Legal Checklist: Content Removal in India
A step-by-step legal checklist to follow when you need to remove harmful online content in India — from documentation to court filing.
In This Guide
- 01Phase 1: Document the Harm (Before Taking Any Action)
- 02Phase 2: Identify Responsible Parties
- 03Phase 3: Platform Grievance Filing
- 04Phase 4: Legal Notice
- 05Phase 5: Court Action (if notices are ignored)
Phase 1: Document the Harm (Before Taking Any Action)
☐ Take full-page screenshots with timestamps of all harmful URLs.
☐ Record the exact URL, date of first appearance, and platform.
☐ Search for the content on Google, Bing, and DuckDuckGo — screenshot search result pages.
☐ Document any measurable harm: cancelled contracts, lost clients, screenshots of messages referencing the content.
☐ Identify whether the content is a review, post, article, video, or image.
Phase 2: Identify Responsible Parties
☐ Identify the poster (username, profile URL, any real-world information visible on the profile).
☐ Identify the platform and its Indian Grievance Officer (check platform settings or their IT Rules 2021 compliance page).
☐ Identify the hosting provider if the content is on an independent website.
☐ Note whether the content appears on Google, and record the specific search queries that surface it.

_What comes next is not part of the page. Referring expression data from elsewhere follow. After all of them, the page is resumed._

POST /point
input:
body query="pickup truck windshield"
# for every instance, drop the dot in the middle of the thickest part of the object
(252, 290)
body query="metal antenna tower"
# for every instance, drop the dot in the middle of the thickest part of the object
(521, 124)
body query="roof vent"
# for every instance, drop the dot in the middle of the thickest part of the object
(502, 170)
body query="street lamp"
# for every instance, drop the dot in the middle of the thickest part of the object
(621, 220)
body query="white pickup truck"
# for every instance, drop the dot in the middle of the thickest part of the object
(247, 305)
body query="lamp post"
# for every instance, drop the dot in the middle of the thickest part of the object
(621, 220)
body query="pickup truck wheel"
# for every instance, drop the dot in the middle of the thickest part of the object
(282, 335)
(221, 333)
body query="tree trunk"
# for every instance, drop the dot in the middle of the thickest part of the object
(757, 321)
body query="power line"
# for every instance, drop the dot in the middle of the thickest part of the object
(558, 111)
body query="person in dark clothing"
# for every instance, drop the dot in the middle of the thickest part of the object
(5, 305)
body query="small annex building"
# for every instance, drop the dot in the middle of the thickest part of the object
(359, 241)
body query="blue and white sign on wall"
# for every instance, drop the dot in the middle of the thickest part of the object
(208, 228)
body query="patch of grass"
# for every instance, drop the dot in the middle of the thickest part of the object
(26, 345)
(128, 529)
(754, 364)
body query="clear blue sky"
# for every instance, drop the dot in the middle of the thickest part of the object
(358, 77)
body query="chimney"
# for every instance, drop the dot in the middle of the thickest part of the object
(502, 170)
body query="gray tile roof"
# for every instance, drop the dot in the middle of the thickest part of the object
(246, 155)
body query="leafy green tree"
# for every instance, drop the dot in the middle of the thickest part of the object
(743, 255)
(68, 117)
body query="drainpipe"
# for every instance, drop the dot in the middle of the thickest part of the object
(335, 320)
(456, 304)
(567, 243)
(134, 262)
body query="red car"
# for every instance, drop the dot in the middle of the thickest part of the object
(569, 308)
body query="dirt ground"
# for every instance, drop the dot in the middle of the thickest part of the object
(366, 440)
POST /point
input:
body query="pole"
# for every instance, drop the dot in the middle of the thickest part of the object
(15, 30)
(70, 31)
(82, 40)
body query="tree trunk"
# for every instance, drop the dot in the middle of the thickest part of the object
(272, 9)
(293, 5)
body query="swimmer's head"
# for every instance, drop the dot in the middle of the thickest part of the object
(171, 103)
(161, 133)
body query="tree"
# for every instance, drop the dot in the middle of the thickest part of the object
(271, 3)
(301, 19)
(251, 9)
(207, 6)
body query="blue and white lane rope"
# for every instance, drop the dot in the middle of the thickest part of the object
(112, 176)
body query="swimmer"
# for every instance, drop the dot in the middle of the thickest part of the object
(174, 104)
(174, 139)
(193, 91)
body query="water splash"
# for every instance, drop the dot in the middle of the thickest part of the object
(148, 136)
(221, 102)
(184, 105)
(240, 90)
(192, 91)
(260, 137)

Phase 3: Platform Grievance Filing
☐ Send a formal written complaint to the platform's Grievance Officer — not the report-abuse button.
☐ The complaint must cite the specific URL, the false or defamatory content, and invoke the IT (Intermediary Guidelines) Rules 2021.
☐ Send via email and retain proof of delivery (read receipt or courier acknowledgement for postal notices).
☐ Note the date — the 72-hour acknowledgement and 15-day resolution clock starts from this date.
☐ If no acknowledgement within 72 hours, escalate immediately to legal notice stage.
Phase 4: Legal Notice
☐ Instruct an advocate to send formal legal notices to: (a) the poster if identified, (b) the platform Grievance Officer, (c) Google through its Indian legal representative if the content is ranking.
☐ The notice must invoke Sections 499/500 IPC, relevant IT Act sections, and the IT Rules 2021 compliance obligation.
☐ Allow 15–30 days for compliance.
☐ If the platform complies within the notice period, verify removal and confirm de-indexing from Google.
Phase 5: Court Action (if notices are ignored)
☐ File a civil suit for defamation with an application for interim injunction at the competent High Court.
☐ If the poster is anonymous, include an application for a John Doe order to compel identity disclosure.
☐ Serve court orders on Google and the platform through their registered legal representatives.
☐ Monitor compliance within the time specified in the order; initiate contempt proceedings if not complied with.